A fair bit of online research, more that some people might consider appropriate, led me to the conclusion that St Peter’s relocated to their current site early in the Second World War and some seven years after Wilf had left school. Oh well. There’s not much distance between the two locations though, so who knows whether he ever had a kickabout on the current pitch.

The pitch wasn’t too bad for Sunday League. There wasn’t anywhere to sit unless, like two ladies had done, you brought your own chair. The goal posts had no stanchions and there was so much net attaching tape stuck to them that it may not have been removed since Wilf’s heyday.

The players were just as you’d imagine. At least one was older than me, some were fatter, and the subs were smoking and vaping. I saw everything that I expected bar some pre-match vomiting.
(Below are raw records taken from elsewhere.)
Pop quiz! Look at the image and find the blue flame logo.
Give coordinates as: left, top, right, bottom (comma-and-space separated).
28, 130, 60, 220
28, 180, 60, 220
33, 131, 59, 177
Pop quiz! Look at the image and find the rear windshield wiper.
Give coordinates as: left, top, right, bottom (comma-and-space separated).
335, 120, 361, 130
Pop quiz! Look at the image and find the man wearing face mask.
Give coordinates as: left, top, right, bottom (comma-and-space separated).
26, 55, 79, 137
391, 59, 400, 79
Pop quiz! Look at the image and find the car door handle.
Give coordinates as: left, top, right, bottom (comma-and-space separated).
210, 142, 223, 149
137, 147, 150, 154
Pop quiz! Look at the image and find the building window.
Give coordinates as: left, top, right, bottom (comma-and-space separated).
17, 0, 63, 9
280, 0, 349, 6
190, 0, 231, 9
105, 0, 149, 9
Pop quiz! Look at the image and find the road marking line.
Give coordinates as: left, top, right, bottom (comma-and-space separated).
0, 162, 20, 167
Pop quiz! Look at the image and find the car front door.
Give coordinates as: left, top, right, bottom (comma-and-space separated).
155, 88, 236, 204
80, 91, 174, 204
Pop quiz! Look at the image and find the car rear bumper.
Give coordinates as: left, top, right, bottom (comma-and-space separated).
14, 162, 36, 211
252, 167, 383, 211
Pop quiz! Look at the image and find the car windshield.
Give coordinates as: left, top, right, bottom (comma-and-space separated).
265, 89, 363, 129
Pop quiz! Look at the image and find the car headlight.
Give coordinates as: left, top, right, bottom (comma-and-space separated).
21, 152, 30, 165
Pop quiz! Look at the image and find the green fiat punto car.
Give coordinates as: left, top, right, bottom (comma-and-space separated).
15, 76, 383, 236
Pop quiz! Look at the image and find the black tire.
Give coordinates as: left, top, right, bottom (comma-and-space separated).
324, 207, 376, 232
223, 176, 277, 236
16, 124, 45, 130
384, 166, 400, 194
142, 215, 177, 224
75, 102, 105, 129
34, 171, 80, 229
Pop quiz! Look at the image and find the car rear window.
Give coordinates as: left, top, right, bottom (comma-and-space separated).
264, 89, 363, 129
It was a good-natured game, but one-sided. By the time we reached half-time, South Bank were five-nil ahead. Play resumed after a brief three-minute break, which was barely sufficient time for the lad who went for a piss in the bushes to take up his position. Streetlam had the wind behind them in the second half which made it a little more competitive but it finished up as a comprehensive nine-two win for the hosts.